In June, the crisis-hit South American country received the first £11.5bn ($15bn) payment from the IMF, with the government expecting to receive an additional £2.3bn ($3bn) in September.

Mr Macri has not said how much more he wants from the multi-billion dollar fund, but IMF economists and technicians are in Argentina this week for meetings with government members to review portions of the agreement.

In a televised address, the President said: “We have agreed that the IMF will forward all the funds necessary to guarantee compliance with next year’s financial program.

“This decision aims to eliminate any uncertainty that was created before the worsening of the international outlook.”

The request to the IMF comes after the Argentine peso continued to plummet sharply for the eighth successive day, falling one percent to a record low of 31.65 per dollar early on Wednesday.

Argentina’s economic crisis has seen the country’s currency fall by 40 percent this year and a staggering 12 percent in August alone.

It is the worst performing currency in emerging markets, which have suffered recently as investors sought out safer assets amid the mirroring economic crisis in Turkey with the lira.

Earlier this week, financial services and ratings specialist Moody’s warned that Argentina was sliding into a recession that could continue well into 2019.

Argentine 10-year note dollar bonds were also down 0.56 cents to 75.59 cents on the dollar, sending its yield stating 11 basis points to a near-record 9.94 percent.

On Monday, Treasury Minister Nicolas warned the Argentine economy will contract one percent in 2018, significantly down from a three percent growth forecast earlier in the year prior to the first part of the loan from the IMF.

In a further blow for Mr Macri, data from the University of Torquato Di Tellato showed confidence levels in his government fell 1.94 on a scale of 0-5 in August – the matching the lowest level since the President took over in December 2015.

Despite the dark clouds continuing to surround the economy, financial analysts remained relatively positive.

Goldman Sachs economist called the request for further IMF funds as a “positive development”, while BTG Pactual Argentina’s chief economist Alejo Costa said speeding up access to the funds would be a major achievement for Mr Macri, considering this type of move from the IMF is seen as rare.

Miguel Kiguel, executive director of consulting firm Econ Views in Buenos Aires and a former official in the Economy Ministry, said getting the funds quicker “should help clear up doubts about Argentina’s financing”.

But he warned: “It’s good news, but the details are missing.
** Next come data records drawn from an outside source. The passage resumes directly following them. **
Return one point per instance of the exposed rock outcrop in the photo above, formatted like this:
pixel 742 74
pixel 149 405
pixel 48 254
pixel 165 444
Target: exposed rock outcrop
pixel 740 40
They need to explain more how it will work.”

The warning signs of a serious economic crisis in Argentina began in April when the peso starting plunging against the dollar due to investor concerns about the government’s ability to control inflation and interest rate rises.

This prompted the government to turn to the IMF for the $50bn loan, but the country’s central bank responded by the rapid slump by hiking interest rates by 45 percent and selling billions of dollars in foreign currency to protect the peso as fears grew.

Following the announcement of the loan, IMF Managing Director and Chair Christine Lagarde said: “Given the large fiscal deficits over the past several years, the Government’s economic program is anchored on the goal of achieving federal government primary balance by 2020.

“This will be key to restoring market confidence. Improving the budgetary process and providing this medium-term anchor for fiscal policy will help to entrench these gains.

“The authorities also aim to rebuild the credibility of the inflation targeting framework, including by strengthening central bank independence and ending direct and indirect central bank financing of the government.

“These efforts are expected to bring inflation to single digits by end-2021.”